I spoke with my sister a few days later and she, too, was facing despair, this time about the situation in Syria. She lives in Toronto in a nice home with a good job and a wonderful family, but she couldn’t get the images of torture and execution out of her mind. For her, “ISIS is like Al Quaeda times 100. They make the Nazis seem reasonable.” I don’t know if this is actually true, but clearly she felt overwhelmed and powerless, which are hard to things to feel. It is natural to want to find a way out of the pain, but running away actually prolongs it. As we talked, I focused on how to stay present with the actual physical sensations of devastation and despair.

I shared some basic instructions on the Tibetan practice of Tonglen, in which we inhale suffering and then exhale peace, for everyone enduring the pain she was going through. Then we also talked about her contacting her local Member of Parliament to ask the Canadian government to accept more Syrian refugees. We talked about prayer and sending loving, peaceful energy to the region.

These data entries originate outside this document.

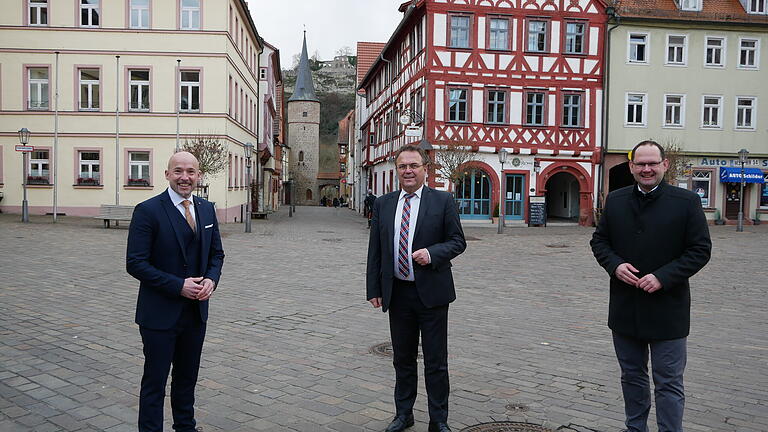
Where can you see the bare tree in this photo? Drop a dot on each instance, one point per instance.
(450, 161)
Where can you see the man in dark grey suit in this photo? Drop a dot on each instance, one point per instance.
(415, 232)
(650, 239)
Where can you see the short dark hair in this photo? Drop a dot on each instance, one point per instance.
(648, 142)
(417, 149)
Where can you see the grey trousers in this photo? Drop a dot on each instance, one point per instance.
(668, 358)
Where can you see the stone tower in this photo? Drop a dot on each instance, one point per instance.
(304, 133)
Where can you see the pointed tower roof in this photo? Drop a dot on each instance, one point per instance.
(305, 89)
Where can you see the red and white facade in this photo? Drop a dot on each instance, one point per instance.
(522, 75)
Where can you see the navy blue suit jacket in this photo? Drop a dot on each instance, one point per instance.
(438, 229)
(157, 258)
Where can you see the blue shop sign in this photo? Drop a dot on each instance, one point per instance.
(733, 175)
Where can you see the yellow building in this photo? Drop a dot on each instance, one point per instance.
(118, 68)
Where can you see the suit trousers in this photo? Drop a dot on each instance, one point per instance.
(668, 359)
(180, 346)
(408, 317)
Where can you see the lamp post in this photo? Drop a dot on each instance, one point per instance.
(502, 159)
(743, 155)
(24, 140)
(248, 153)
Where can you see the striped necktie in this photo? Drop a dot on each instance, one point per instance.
(403, 258)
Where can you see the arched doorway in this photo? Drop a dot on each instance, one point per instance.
(563, 197)
(473, 195)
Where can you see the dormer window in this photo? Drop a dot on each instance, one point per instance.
(690, 5)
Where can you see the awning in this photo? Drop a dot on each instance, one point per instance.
(733, 175)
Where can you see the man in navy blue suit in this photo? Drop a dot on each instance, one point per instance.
(415, 233)
(174, 250)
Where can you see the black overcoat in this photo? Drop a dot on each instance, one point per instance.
(664, 233)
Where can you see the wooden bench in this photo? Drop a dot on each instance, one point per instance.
(117, 213)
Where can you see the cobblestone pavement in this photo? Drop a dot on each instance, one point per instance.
(289, 336)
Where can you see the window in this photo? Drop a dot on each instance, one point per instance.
(745, 113)
(459, 31)
(638, 46)
(674, 106)
(89, 13)
(497, 106)
(457, 105)
(90, 172)
(635, 109)
(139, 87)
(498, 34)
(39, 168)
(572, 110)
(138, 168)
(676, 49)
(190, 91)
(748, 53)
(700, 183)
(714, 55)
(534, 109)
(537, 36)
(89, 89)
(38, 12)
(190, 14)
(574, 38)
(139, 13)
(38, 88)
(711, 111)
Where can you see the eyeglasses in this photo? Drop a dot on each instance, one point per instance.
(647, 164)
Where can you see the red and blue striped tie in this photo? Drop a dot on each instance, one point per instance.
(402, 254)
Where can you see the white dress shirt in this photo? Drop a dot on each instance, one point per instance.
(177, 199)
(415, 201)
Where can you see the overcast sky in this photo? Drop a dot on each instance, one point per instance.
(330, 24)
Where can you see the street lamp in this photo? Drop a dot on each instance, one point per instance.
(743, 155)
(502, 158)
(248, 154)
(24, 140)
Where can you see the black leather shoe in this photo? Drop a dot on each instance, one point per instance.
(439, 427)
(400, 423)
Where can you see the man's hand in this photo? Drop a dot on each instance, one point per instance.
(207, 291)
(421, 256)
(626, 273)
(649, 283)
(192, 287)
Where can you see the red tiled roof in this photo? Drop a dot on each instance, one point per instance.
(367, 52)
(712, 10)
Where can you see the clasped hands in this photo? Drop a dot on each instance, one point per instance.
(626, 273)
(197, 288)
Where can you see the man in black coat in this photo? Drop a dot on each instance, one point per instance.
(651, 238)
(415, 233)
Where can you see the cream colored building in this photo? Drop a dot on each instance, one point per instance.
(693, 74)
(137, 57)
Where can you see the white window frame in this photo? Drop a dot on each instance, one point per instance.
(681, 51)
(142, 11)
(706, 112)
(93, 11)
(643, 110)
(189, 11)
(752, 114)
(756, 50)
(723, 48)
(35, 7)
(681, 108)
(646, 51)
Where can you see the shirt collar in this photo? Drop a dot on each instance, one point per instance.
(177, 199)
(418, 193)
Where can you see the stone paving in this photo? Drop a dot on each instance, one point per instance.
(289, 335)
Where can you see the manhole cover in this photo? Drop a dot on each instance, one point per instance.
(506, 427)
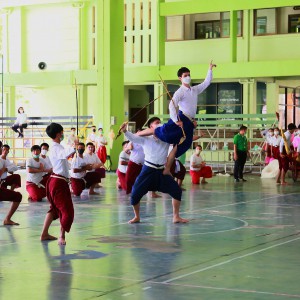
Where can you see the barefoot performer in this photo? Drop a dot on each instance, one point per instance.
(151, 177)
(57, 188)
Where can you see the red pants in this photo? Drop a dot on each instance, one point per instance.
(78, 185)
(133, 171)
(92, 178)
(122, 179)
(204, 172)
(14, 179)
(61, 205)
(102, 154)
(9, 195)
(275, 152)
(35, 193)
(181, 174)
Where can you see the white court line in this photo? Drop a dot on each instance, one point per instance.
(230, 260)
(163, 216)
(229, 289)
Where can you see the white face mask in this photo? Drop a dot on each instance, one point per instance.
(186, 80)
(44, 151)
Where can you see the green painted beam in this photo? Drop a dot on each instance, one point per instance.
(201, 6)
(238, 70)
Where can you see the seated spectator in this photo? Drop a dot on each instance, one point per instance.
(20, 123)
(6, 166)
(35, 167)
(93, 176)
(198, 167)
(122, 167)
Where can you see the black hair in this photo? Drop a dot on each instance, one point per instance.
(44, 145)
(53, 129)
(291, 126)
(150, 121)
(35, 147)
(182, 70)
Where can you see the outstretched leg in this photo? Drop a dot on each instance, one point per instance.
(170, 161)
(45, 236)
(13, 208)
(176, 216)
(136, 210)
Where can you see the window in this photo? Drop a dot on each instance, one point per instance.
(265, 21)
(294, 24)
(221, 98)
(207, 29)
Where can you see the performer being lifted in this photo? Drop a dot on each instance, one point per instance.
(183, 108)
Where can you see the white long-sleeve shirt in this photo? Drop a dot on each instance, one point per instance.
(156, 151)
(186, 99)
(288, 136)
(137, 154)
(21, 119)
(59, 159)
(11, 167)
(34, 177)
(78, 163)
(91, 159)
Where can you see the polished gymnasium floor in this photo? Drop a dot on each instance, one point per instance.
(242, 242)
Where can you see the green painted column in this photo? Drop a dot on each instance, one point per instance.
(161, 28)
(272, 97)
(109, 107)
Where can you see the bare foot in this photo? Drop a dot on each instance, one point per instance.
(154, 195)
(94, 193)
(61, 241)
(10, 222)
(48, 237)
(134, 220)
(180, 220)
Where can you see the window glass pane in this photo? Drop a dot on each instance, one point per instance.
(229, 98)
(265, 22)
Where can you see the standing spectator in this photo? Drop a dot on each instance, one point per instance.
(20, 123)
(6, 166)
(101, 143)
(240, 153)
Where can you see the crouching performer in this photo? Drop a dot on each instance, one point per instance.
(151, 177)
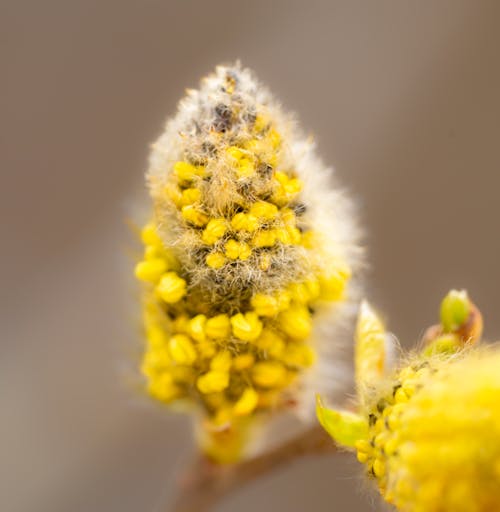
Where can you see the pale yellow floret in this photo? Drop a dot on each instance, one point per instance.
(247, 402)
(283, 235)
(244, 222)
(163, 388)
(190, 196)
(186, 172)
(196, 328)
(174, 193)
(214, 230)
(194, 215)
(171, 288)
(246, 327)
(150, 270)
(265, 305)
(264, 210)
(269, 374)
(265, 238)
(213, 381)
(296, 322)
(182, 350)
(150, 236)
(261, 122)
(181, 324)
(237, 250)
(215, 260)
(265, 262)
(218, 327)
(242, 163)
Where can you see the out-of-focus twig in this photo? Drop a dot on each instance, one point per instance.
(205, 482)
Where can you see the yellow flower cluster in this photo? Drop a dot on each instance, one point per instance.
(232, 276)
(427, 432)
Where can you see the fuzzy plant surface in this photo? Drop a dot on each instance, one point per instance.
(248, 264)
(427, 428)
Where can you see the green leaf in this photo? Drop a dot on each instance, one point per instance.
(455, 310)
(345, 427)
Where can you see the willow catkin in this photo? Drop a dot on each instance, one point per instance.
(247, 262)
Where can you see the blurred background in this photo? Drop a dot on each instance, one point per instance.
(403, 98)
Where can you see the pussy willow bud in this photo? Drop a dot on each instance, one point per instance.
(247, 261)
(428, 432)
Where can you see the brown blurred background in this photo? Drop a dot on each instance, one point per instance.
(403, 98)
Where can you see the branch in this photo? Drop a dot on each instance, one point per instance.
(207, 482)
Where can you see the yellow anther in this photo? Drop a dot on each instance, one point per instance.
(190, 196)
(207, 349)
(378, 468)
(154, 361)
(264, 238)
(333, 284)
(218, 327)
(150, 270)
(245, 168)
(391, 446)
(187, 172)
(243, 361)
(298, 355)
(171, 288)
(196, 328)
(174, 193)
(221, 362)
(296, 322)
(182, 350)
(288, 217)
(283, 236)
(163, 388)
(265, 305)
(274, 138)
(400, 396)
(181, 324)
(265, 262)
(150, 236)
(214, 230)
(363, 446)
(294, 234)
(261, 122)
(237, 250)
(299, 292)
(264, 210)
(246, 327)
(246, 403)
(215, 260)
(284, 298)
(269, 374)
(235, 153)
(213, 381)
(309, 239)
(271, 342)
(156, 337)
(183, 374)
(244, 222)
(194, 216)
(362, 457)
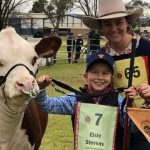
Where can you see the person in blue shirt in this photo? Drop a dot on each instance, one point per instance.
(99, 73)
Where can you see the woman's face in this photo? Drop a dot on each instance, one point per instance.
(114, 29)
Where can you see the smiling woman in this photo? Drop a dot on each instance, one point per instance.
(113, 22)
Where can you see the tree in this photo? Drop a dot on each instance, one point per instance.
(88, 7)
(6, 8)
(55, 10)
(137, 4)
(38, 6)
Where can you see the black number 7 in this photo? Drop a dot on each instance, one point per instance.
(98, 119)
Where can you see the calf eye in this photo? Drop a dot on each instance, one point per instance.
(34, 60)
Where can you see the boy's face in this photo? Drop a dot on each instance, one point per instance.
(99, 76)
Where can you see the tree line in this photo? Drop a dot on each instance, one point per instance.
(57, 9)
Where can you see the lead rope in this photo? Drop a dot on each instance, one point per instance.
(127, 128)
(79, 93)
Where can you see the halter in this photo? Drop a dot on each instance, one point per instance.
(32, 93)
(3, 78)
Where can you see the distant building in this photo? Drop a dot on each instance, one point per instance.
(29, 24)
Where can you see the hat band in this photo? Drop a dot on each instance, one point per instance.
(113, 13)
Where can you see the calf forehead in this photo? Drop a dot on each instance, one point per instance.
(11, 44)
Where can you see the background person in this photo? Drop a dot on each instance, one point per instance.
(78, 47)
(70, 46)
(113, 21)
(94, 41)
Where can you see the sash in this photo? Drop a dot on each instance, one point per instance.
(121, 75)
(95, 127)
(141, 119)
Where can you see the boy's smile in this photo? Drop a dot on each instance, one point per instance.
(99, 77)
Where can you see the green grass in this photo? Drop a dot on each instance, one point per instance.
(59, 135)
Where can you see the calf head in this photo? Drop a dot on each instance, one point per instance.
(19, 64)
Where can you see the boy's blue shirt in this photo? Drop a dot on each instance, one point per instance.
(62, 104)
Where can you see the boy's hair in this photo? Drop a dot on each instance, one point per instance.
(100, 57)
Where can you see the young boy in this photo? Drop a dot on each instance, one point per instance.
(99, 74)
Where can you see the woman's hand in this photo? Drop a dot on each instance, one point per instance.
(44, 81)
(144, 91)
(131, 92)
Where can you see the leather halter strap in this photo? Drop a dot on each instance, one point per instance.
(3, 78)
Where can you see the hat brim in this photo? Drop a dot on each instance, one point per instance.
(94, 23)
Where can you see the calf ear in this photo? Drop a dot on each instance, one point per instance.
(48, 46)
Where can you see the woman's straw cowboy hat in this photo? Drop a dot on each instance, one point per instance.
(109, 9)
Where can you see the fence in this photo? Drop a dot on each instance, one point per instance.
(77, 52)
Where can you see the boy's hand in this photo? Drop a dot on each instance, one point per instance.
(44, 81)
(131, 92)
(144, 91)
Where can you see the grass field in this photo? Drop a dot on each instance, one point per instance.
(59, 135)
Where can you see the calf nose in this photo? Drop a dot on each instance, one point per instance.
(26, 84)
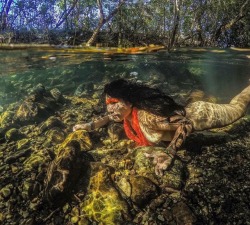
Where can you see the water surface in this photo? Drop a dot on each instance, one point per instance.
(220, 73)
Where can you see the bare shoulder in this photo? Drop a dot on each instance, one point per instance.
(149, 118)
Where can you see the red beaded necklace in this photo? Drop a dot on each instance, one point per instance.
(133, 130)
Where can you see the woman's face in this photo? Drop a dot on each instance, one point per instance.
(118, 109)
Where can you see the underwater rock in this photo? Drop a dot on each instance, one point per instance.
(81, 137)
(54, 136)
(116, 132)
(27, 111)
(57, 95)
(13, 135)
(143, 190)
(51, 122)
(103, 203)
(66, 168)
(173, 176)
(6, 118)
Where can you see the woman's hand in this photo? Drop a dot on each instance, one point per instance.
(161, 160)
(83, 126)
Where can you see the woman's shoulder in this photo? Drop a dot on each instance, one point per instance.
(149, 117)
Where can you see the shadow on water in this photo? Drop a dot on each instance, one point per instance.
(220, 73)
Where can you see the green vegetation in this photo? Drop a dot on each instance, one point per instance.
(126, 23)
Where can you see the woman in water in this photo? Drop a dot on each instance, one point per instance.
(150, 116)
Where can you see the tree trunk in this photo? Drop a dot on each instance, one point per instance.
(4, 14)
(102, 20)
(65, 14)
(227, 26)
(177, 4)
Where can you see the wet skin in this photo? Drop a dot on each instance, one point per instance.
(119, 110)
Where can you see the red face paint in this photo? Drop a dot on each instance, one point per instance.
(111, 100)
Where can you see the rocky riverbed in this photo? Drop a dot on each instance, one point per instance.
(51, 175)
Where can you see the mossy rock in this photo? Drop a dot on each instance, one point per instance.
(103, 202)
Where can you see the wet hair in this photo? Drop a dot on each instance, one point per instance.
(143, 97)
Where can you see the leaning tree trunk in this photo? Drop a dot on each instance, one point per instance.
(224, 27)
(102, 20)
(177, 4)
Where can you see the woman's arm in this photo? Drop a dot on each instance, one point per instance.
(92, 125)
(182, 128)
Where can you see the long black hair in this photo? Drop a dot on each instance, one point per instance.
(143, 97)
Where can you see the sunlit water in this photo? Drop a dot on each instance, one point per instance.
(220, 73)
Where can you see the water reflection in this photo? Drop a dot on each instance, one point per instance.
(220, 73)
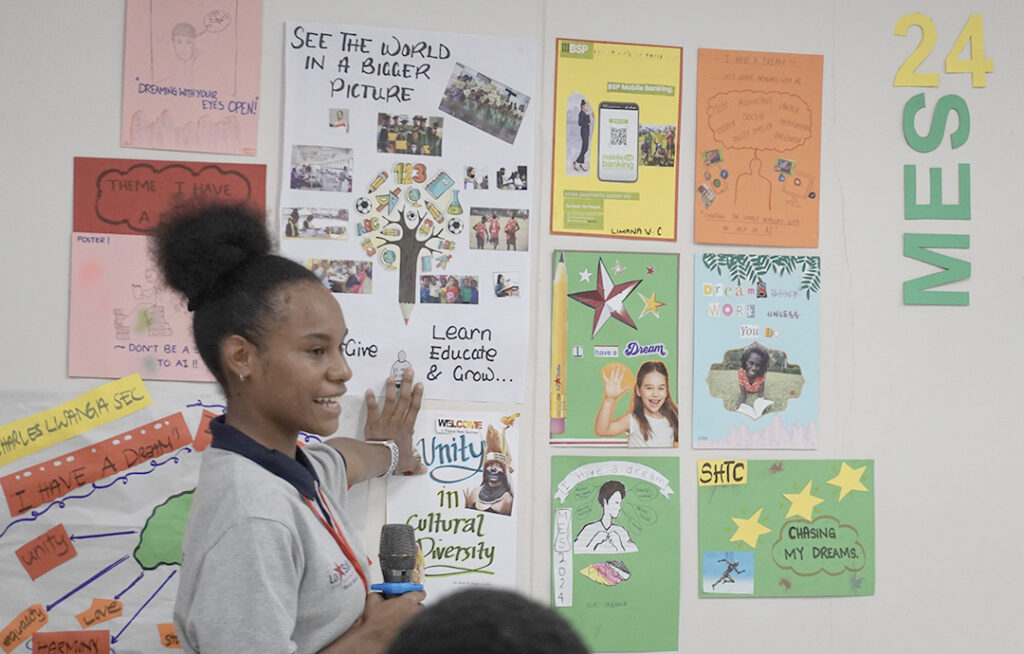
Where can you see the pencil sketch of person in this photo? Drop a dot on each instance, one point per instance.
(604, 535)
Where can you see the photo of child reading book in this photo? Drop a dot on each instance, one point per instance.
(753, 368)
(755, 380)
(652, 420)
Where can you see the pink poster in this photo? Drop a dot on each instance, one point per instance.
(122, 319)
(192, 75)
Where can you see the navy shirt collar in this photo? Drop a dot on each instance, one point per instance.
(298, 472)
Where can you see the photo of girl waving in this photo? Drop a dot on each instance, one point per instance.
(652, 420)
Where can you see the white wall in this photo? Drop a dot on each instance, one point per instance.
(929, 392)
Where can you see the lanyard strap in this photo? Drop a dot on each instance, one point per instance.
(339, 537)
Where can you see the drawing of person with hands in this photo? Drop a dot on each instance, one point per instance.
(604, 535)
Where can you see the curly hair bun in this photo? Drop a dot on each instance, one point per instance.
(197, 246)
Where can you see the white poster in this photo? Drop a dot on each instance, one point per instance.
(408, 188)
(465, 509)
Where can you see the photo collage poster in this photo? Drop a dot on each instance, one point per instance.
(758, 169)
(785, 528)
(616, 123)
(756, 351)
(465, 508)
(123, 318)
(615, 534)
(192, 75)
(407, 188)
(613, 349)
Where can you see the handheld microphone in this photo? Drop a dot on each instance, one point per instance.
(397, 557)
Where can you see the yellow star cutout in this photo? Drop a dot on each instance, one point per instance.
(750, 530)
(650, 305)
(848, 479)
(802, 504)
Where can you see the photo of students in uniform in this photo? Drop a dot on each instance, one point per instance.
(604, 535)
(403, 134)
(449, 289)
(322, 168)
(505, 229)
(304, 222)
(485, 103)
(343, 275)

Sometimes the things we can do are so small. But sometimes it’s these small actions that can keep us sane. It is only when we think our actions are useless that we fall into despair.

In some ways, the Buddha teaches us that we are powerless, and in other ways, he teaches us that we are powerful beyond measure. We have very little power to control the external world. All phenomena are subject to impermanence and cannot bring any lasting happiness. What we do have power over is the mind. We can train ourselves to be present with despair and hopelessness. When we free ourselves from these obstacles, we feel better and have energy available to respond out of love and wisdom rather than reacting out of fear. This is my basic approach to Engaged Buddhism.

Whether it is climate change, the Islamic State in Syria or a family legacy of abuse, the only way out is in. To get out of the suffering we have to learn to be in it. Once we stop fighting with reality or wishing for a different life, then even the greatest tragedies can break our hearts but not our lives. The world is much more than just the bad news, or just the good news for that matter. Mindfulness practice cannot solve all the world’s problems at once, but one less person falling into despair is already a blessing, a miracle.